Была там инсценировка «Трех мушкетеров», где между д’Артаньяном и Рошфором происходил такой дуэт:
Д’Артаньян:
Я иду со станции
От девушки Констанции,
От девушки Констанцьи Бонасье.

Рошфор:
Напрасно шел со станции
От девушки Констанции,
Уж ей не принесешь ты монпансье.

Была экспедиция диалектологов, распевающая такой марш:
Мы с тобою не геологи,
Мы с тобою не биологи,
Мы с тобой не археологи —
Мы с тобой диалектологи.
Ни дать ни взять —
Мы ищем букву «ять».
Найдем,
Возьмем
И дальше мы пойдем.

Единственной стоящей шуткой была такая – студент проводил по полу указкой и возвещал:
– Вот здесь проходит граница между «ге» взрывным и «ге» фрикативным!
Мало того, что они заходились со смеху над этим бредом – они его еще и исполнили перед недоумевающей публикой, которая хотя и понимала, что перед нею резвятся интеллектуалы, но специфику юмора оценить не могла. Недаром же в свое время проваливались попытки публичного исполнения пиес Козьмы Пруткова.
В походы Валера хаживал, но туристом, как Визбор, не был. Все-таки спорту он предпочитал книжки. В нем уже ясно виделся аспирант-кандидат-доктор, судьба прямо выносила его на столбовую научную дорогу, и все в нем гармонично развивалось в этом направлении, причем не было никаких сомнений, что Валерий Сергеич будет, кроме прочего, и блестящим преподавателем-доцентом-профессором.
По питейной части он был как все, особым гусарством не отличался. Числилась за ним лишь одна удалая выходка: в час пирушки холостой, будучи в восторге, вдруг вознес он одним махом тяжелую тумбочку на открытый подоконник третьего этажа, а друг его Илья Габай, завершая замысел, тут же кулаком отправил ее за пределы помещения. Слава богу, никого в этот момент внизу не было.
Он закончил институт всеобщим любимцем, с обширным кругом друзей и наилучшими перспективами.
Конечно, он был в курсе всей нашей тогдашней общественной жизни, но от рискованного участия в ней был хорошо отгорожен Уралом и всей Сибирью: он работал на Сахалине, в пединституте.

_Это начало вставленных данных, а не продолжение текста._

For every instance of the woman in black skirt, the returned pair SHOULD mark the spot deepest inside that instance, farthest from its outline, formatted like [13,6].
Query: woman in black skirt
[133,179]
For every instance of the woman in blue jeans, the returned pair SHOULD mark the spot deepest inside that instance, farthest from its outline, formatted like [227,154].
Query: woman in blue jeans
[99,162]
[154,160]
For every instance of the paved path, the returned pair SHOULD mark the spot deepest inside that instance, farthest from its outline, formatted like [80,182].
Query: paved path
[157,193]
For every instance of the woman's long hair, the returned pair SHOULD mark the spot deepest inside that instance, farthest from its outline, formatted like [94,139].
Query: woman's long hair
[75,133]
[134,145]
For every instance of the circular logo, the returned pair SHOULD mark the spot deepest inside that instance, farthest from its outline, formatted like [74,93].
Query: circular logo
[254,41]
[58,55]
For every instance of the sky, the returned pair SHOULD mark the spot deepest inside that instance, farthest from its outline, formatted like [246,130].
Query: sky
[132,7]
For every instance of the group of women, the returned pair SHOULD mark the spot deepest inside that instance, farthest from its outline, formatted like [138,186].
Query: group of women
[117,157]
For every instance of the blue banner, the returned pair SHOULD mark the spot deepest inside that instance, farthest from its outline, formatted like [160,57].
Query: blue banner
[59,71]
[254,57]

Он был счастлив тогда. Кумир студентов – и уже и кандидат, и доцент. Областное телевидение в нем души не чает. И семейно благополучен: подрастают две обожаемые дочки. Обозначилась и главная тема научных занятий: польская литература. Польская! С ее гордым вольнолюбием.
Московский круг вел с ним оживленную переписку. Раза два в году Валера навещал родную столицу, обнимал матушку с тетушками, созывал друзей и с ходу погружался в нарастающие новости.

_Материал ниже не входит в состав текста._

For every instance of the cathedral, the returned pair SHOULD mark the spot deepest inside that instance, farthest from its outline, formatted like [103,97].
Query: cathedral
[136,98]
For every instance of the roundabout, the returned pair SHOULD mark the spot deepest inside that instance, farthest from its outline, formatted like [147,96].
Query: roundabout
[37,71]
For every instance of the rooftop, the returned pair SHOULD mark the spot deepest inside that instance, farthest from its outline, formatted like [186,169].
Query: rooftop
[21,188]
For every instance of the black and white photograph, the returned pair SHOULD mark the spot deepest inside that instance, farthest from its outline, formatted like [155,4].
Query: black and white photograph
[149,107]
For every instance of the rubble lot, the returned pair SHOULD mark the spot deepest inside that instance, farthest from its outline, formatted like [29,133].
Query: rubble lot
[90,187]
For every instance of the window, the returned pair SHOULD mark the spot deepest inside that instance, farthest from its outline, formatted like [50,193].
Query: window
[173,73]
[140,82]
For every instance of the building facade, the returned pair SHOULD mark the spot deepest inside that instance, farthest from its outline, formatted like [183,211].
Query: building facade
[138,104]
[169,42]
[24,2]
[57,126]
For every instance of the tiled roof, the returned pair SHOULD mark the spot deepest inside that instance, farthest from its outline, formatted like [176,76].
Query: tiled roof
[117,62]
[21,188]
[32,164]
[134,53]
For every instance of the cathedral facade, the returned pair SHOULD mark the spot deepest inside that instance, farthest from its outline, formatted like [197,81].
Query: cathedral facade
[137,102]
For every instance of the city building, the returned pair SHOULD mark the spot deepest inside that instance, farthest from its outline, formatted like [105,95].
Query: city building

А они становились все тревожнее. Процесс писателей (Синявский и Даниэль); съезд писателей и небывалый шум вокруг него; первый арест Ильи Габая; первые демонстрации на «Пушке».
И всем этим Валера жил, дышал, каждый раз набирал полный чемодан всяческой крамолы, да и там, на Сахалине, где «Голос Америки» ловился, как родной, он постоянно был в курсе. Но на Сахалине он все-таки как бы сидел на галерке, а все представление шло в Москве, и ему оставалось лишь взволнованно переживать. Впрочем, у себя на Сахалине, перед обширным кругом новых знакомых и студентов он мыслей своих не скрывал и содержимым полного чемодана делился. В провинциальной дали это ему вполне сходило с рук. «Имеет сельская свобода свои счастливые права».
В 68-м году Михайлова за написание и подписание нескольких резких обращений, и разошедшихся у нас в самиздате, и широко оглашенных у них, за рубежом, начали выпирать из школы, из его замечательного университетского лицея, где он вел литературу и историю среди молодых физико-математических гениев. Пятого марта, как раз в годовщину смерти Сталина, он предстал перед завмосгороно Асеевым, который потребовал от Михайлова публично отказаться от всех своих подписей. Затем его песочили и у себя в школе (со слезами), и в парткоме МГУ (вежливо – «вы же интеллигентный человек, должны понять»). И он подал на увольнение по собственному желанию.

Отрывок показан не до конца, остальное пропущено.